If one is taking steroids, it makes one (somewhat arficially) bigger and stonger. However, it does not equate that if one is bigger and stronger, he will hit more home runs, or hit for a higher average. An argument can also be made that bulking up would slow down bat speed. Bonds does have an awesome workout routine, and shows the dedication towards strenuous and consistent workouts in the same manner in which Roger Clemens and Nolan Ryan have been described.

Lastly, Bonds has been a home run hitter his entire career. Granted he wasn't hitting 70 before, but then again, no one was. I don't, however, believe it is as a result of steroids, however, even if the rumors are true. 

Bottom line - Strength is overrated as far as home run hitting is concerned. Look at the most prolific home run hitters ever: Babe Ruth, Hank Aaron, Willie Mays, etc. How many of them were awesome musclebound physical specimens? None... Yet, they still all hit many many home runs...


----------



## boyddr (Apr 22, 2002)

I guess I should have used the new spell check function. (arficially should be artificially)


----------



## Rage (Aug 19, 2001)

He wasn't a homerun hitter his first few years. He was at one time the leadoff hitter.


----------



## James_F (Apr 23, 2002)

> _Originally posted by Rage _
> *He wasn't a homerun hitter his first few years. He was at one time the leadoff hitter. *


I'd disagree with that statement. He was hitting over 25 hr consistently back then and that was a good total....

Bonds Stats

Heck in 1987 Jose Canseco lead the majors with only 42 homeruns.

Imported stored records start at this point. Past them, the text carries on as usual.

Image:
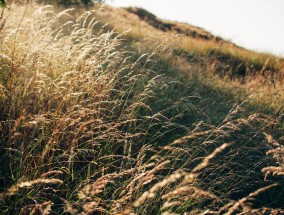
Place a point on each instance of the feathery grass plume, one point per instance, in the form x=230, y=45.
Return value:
x=42, y=209
x=15, y=188
x=241, y=203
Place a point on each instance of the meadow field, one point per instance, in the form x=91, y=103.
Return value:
x=108, y=110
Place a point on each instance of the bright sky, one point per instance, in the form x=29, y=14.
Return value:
x=254, y=24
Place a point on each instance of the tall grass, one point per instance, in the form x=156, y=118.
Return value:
x=89, y=126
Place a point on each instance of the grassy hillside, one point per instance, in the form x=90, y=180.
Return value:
x=99, y=120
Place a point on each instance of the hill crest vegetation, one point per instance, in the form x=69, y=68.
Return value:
x=97, y=120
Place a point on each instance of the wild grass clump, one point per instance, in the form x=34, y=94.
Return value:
x=88, y=127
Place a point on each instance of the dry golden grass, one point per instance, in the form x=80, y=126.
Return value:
x=90, y=125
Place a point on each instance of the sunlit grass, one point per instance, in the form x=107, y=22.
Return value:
x=91, y=125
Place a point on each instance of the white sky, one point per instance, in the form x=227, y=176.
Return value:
x=254, y=24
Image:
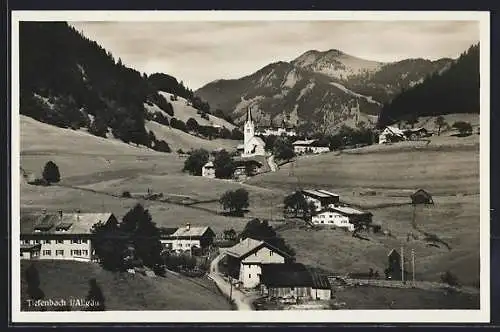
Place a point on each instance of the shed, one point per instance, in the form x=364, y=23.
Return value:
x=421, y=197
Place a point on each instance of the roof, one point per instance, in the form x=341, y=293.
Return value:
x=191, y=231
x=67, y=223
x=394, y=130
x=292, y=275
x=249, y=245
x=319, y=193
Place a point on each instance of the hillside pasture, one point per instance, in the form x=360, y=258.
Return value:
x=123, y=291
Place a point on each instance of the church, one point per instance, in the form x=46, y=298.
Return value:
x=252, y=145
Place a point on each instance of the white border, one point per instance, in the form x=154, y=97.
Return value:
x=358, y=316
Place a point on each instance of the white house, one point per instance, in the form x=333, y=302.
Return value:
x=320, y=198
x=184, y=239
x=341, y=216
x=252, y=145
x=309, y=146
x=391, y=134
x=65, y=236
x=247, y=257
x=208, y=170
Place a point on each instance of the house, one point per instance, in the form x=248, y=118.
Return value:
x=30, y=251
x=294, y=280
x=341, y=216
x=252, y=145
x=246, y=167
x=187, y=238
x=320, y=198
x=246, y=258
x=416, y=133
x=421, y=197
x=61, y=235
x=309, y=146
x=391, y=134
x=208, y=170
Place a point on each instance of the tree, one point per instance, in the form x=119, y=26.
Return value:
x=95, y=297
x=109, y=245
x=261, y=230
x=464, y=128
x=51, y=172
x=440, y=122
x=195, y=161
x=224, y=165
x=235, y=201
x=192, y=125
x=283, y=149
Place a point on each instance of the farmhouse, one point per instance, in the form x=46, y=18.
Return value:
x=293, y=281
x=61, y=235
x=245, y=260
x=341, y=216
x=421, y=197
x=208, y=170
x=416, y=133
x=320, y=198
x=309, y=146
x=187, y=239
x=391, y=134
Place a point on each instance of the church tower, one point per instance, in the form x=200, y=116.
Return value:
x=249, y=129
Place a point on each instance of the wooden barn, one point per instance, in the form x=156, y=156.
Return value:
x=421, y=197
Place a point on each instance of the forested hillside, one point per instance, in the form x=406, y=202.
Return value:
x=455, y=90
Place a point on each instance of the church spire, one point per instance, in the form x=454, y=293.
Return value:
x=249, y=115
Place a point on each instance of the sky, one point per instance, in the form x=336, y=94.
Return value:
x=200, y=52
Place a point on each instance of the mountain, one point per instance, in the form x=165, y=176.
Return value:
x=70, y=81
x=455, y=90
x=318, y=90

People just didn't hit as well back then (Ballparks, Pitchers, Baseballs, working out who knows what the reason is). The game was just played differently. Lets face it, he's the only 4 time MVP in the history of the game (1990,1992,1993,2001).


----------



## newflyer7 (Apr 10, 2002)

no matter what he still has the worst post season stats.


----------



## James_F (Apr 23, 2002)

> _Originally posted by newflyer7 _
> *no matter what he still has the worst post season stats. *


So?


----------



## Rage (Aug 19, 2001)

So he sucks when it comes down to the clutch which separates good and greatness from chumps. You didn't see Joe Montana and Troy Aikman choke in the big games. Not only didn't he hit, he let Bream score from 2nd. 

"I'd disagree with that statement. He was hitting over 25 hr consistently back then and that was a good total...."

I wasn't aware that he hit that many back then.


----------



## James_F (Apr 23, 2002)

He hasn't hit well in the postseason, but neither has his teams. Maybe its his fault partly, but he hasn't had much help either. I will be the first to admit that his lack of postseason experience hurts his standing as one of the greatest players of all time, but not that much. He was the best player in the 90's by far and you can't take that away. My point was that has nothing to do with whether or not he takes steroids (which I don't think he does).


----------



## Rage (Aug 19, 2001)

I have no idea one way or the other.


----------



## James_F (Apr 23, 2002)

> _Originally posted by Rage _
> *I have no idea one way or the other. *


Rage has no idea? I'm disappointed....


----------



## Mike (Apr 10, 2002)

Rage has lots of opinions if baseball is boring. How do you know all of this stuff about baseball? Did you know Bonds played at Arizona State in Tempe? I think Rage is a closet baseball fan who wants WCBS to hear Suzyn and KCOP to hear Vinnie.


----------



## James_F (Apr 23, 2002)

He's probably a cubs fan...


----------



## John Hodgson (Mar 28, 2002)

"Did you know Bonds played at Arizona State in Tempe?"

So did his father, FWIW


----------



## Rage (Aug 19, 2001)

"Rage has lots of opinions if baseball is boring. How do you know all of this stuff about baseball?"

I use to be a fan and one reason I got Dish is for the baseball games. I loved the ESPN Alt. feeds and the superstations. 
I use to watch a lot of games. If there were was a kind of boring game on then I'd keep score for something to do. LOL! I don't even remember how to do it now, but I use to know a lot about the game. I use to know "the book" on how to play in the NL. 

When the Bucs were doing good I'd watch over 90% of the TV games over a period of three years and use to go to a few games a year. I also liked to watch other games with other teams.

The Bucs started to suck then the strike happened. I tuned in a couple years later and found that I didn't know a lot of the players anymore so it was kind of boring. That, with exspansion and the big money that they make and not being worth it... I decided to hell with it and baseball is now boring.


----------